Su questo filone riformista si sono inseriti gli interventi di tre sindaci, Giorgio Gori di Bergamo, Dario Nardella di Firenze e Antonio Decaro di Bari, con critiche all'attuale conduzione del Pd. L'indicazione di Conte come riferimento, ha detto Gori, “è parsa una manifestazione di debolezza, così come il costante, ossessivo insistere sull'alleanza con 5 Stelle e Leu”, anche perché quella dei pentastellati “è una esperienza politica in declino”. Dario Nardella ha invitato a “recuperare quello schema bipolare di due grandi schieramenti che si contrappongono ed il Pd deve essere la guida forte, autorevole, indiscussa del campo democratico del centrosinistra”. Per Decaro, invece, “il partito è ostaggio delle correnti” mentre occorre “che siano ascoltati gli amministratori locali”. Quindi “o si mette mano adesso all’identità del Pd o rischiamo fra un anno o due di non trovarlo più”. Non le manda a dire Marco Miccoli, uno dei dirigenti più vicini a Zingaretti: “Caro Gori, errare è umano, perseverare è diabolico.

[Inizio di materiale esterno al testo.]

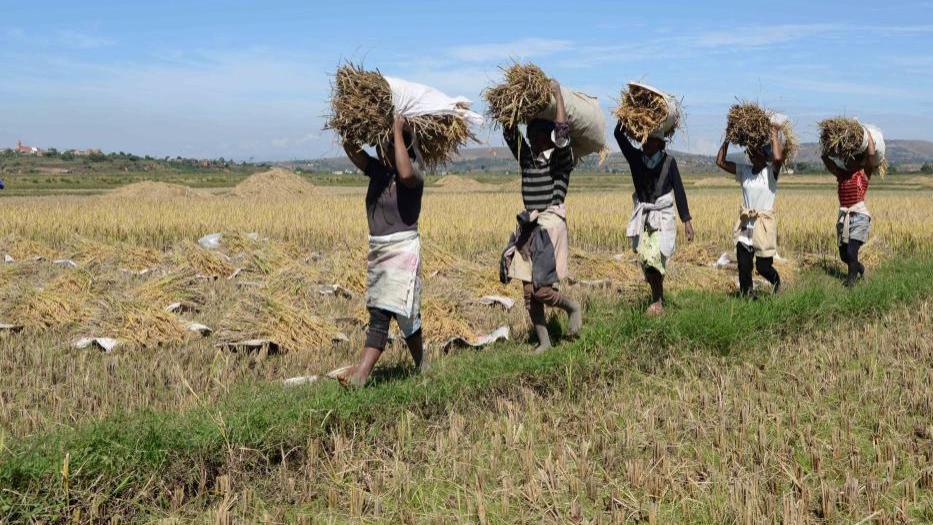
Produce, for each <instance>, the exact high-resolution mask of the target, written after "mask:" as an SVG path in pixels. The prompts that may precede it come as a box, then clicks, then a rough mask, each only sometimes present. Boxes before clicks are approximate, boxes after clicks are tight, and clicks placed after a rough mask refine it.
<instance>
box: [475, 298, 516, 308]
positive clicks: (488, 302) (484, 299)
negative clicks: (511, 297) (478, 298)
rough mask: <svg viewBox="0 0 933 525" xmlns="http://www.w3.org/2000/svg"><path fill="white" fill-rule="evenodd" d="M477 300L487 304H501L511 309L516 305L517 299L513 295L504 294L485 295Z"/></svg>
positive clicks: (505, 306) (487, 304) (501, 305)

Alla follia del 2018 non si deve tornare. Serve un grande Pd e un credibile sistema di alleanze”, altro che il “settarismo e isolamento” del 2018. Sulla stessa lunghezza d'onda Anna Rossomando, vicina ad Andrea Orlando: “Il Pd di cui fantastica oggi Giorgio Gori non ha né ambizioni, né vocazioni particolari, ma il torcicollo. È il Pd del 2018: sconfitto, isolato, ininfluente, al minimo storico dei consensi”. Le due impostazioni, quelle dei sindaci e dell'area riformista da una parte e quella dei sostenitori della segreteria, almeno per ora non trovano un terreno di confronto, tuttavia Marcucci, auspicando che all'Assemblea nazionale del 13 marzo si cominci a parlare di congresso, invita a “non demonizzare il dibattito interno” sicuro che “alla fine si troveranno punti d’intesa molto onorevoli” anche se per lui la stella polare rimane “lo spirito del Lingotto”.

Al Senato

L’Assemblea del Senato tornerà a riunirsi alle 9.30 per la discussione del cosiddetto decreto proroga termini. Per quanto riguarda le Commissioni, la Affari Costituzionali concluderà l’esame del decreto milleproroghe. La Istruzione svolgerà diverse audizioni sull’affare assegnato relativo alla salvaguardia e tutela di piazza San Marco a Venezia. La Agricoltura svolgerà delle audizioni sul disegno di legge per la definizione della disciplina del settore florovivaistico.

Alla Camera

Nella giornata di oggi l’Aula della Camera non si riunirà. I lavori dell’Assemblea di Montecitorio riprenderanno mercoledì della settimana prossima con la discussione delle interrogazioni a risposta immediata. Anche le Commissioni oggi non si riuniranno.